More efficient versions of gcd and lcm, added isCoprime hander.

Updated post #1

Added division algorithm, as used in number therory for expressing numbers as linear combinations of the quotient and divisor, and the rest, which is defined as a positive quantity, and not as implemented by Applescripts modulus operator.

Updated post #1.

Added divides handler, and modulus handler. Bugfix div_alg.

Nice to have you back McUser :cool:

Thanks DJ, I have been quitting smoking, hahaha, I haven’t done what I used to do while I smoked, but now a half year has passed so. . .

I had to rework the div_alg some more, to make it return the correct sign of the rest in all cases, now it should return both the correct value, and the correct sign, which should be positive in all cases. I have also corrected the usage of divisor and dividend . . divisor is what partitions a number, and the dividend is the number that is partitioned.

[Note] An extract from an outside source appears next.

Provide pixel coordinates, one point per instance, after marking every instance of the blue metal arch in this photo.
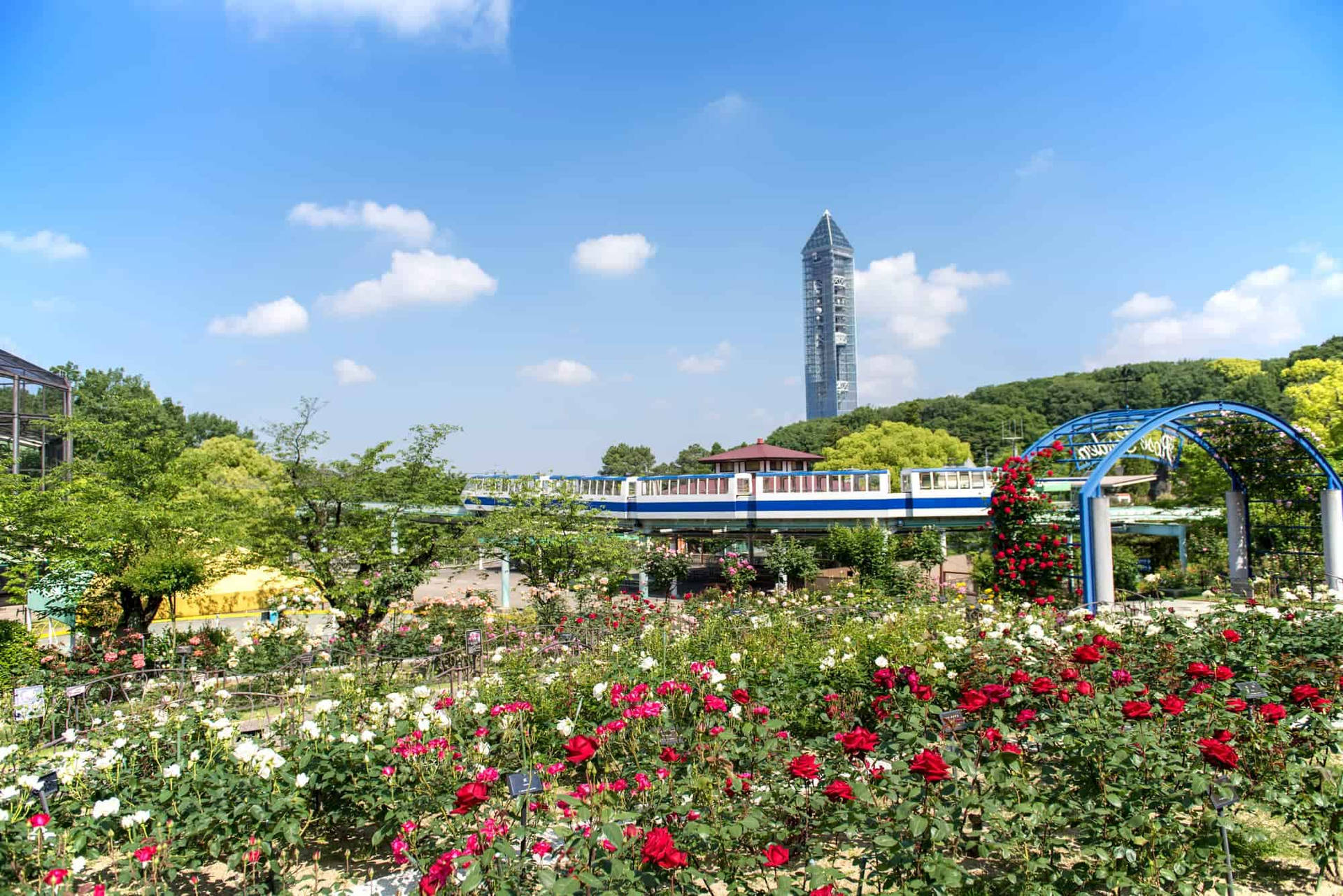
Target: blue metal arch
(1146, 422)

Added handlers to the script in post #1

relprime handler, which tests if all the positive integers in a list are relatively prime (gdc(int1,int2)=1 ), expansionToBase2, expansionFromBase2, which conversts from base10 to base16,base2 and base 8. Base2 are used as an intermediary base for all conversions.

Added xgcd Extended euclid for solving linear congruences, it is a really brilliant handler, that expresses the relationship between the gcd between two coprimes as a linear combination: 1 = sa + tb, it is great to have when doing modular arithmetic! :slight_smile:

Hello.

I have added some handlers to the script in post #1: first modular_expansion, which I had forgotten to post, then ceil, floor, log2 and ln2. The latter should all be fast, if not as fast as possible. You’ll need Satimage.Osax for the ln2 handler. I see clearly that I should split this collection into a “prime” library, and add the rest to an “integer/number” library. :slight_smile:

Hello.

I added an lnB(base, aNumber) handler, that returns the logarithm of a number with respect to the given base, as a real.

I use the naming standard that handlers that returns logarithms as ints, are prefixed with log, and those that returns floats are prefixed with ln.

Hello.

I have added handlers for the binomial coeffecient, the number of r-permutations, and the factorial handler.


log c(4, 3)
# 4
log p(4,3)
# 24
log factorial(4)
# 24

Hello.

I added treatment of the case that the number of elements in a combination was zero, thereby removing a bug.

I’m sorry for any inconvenience.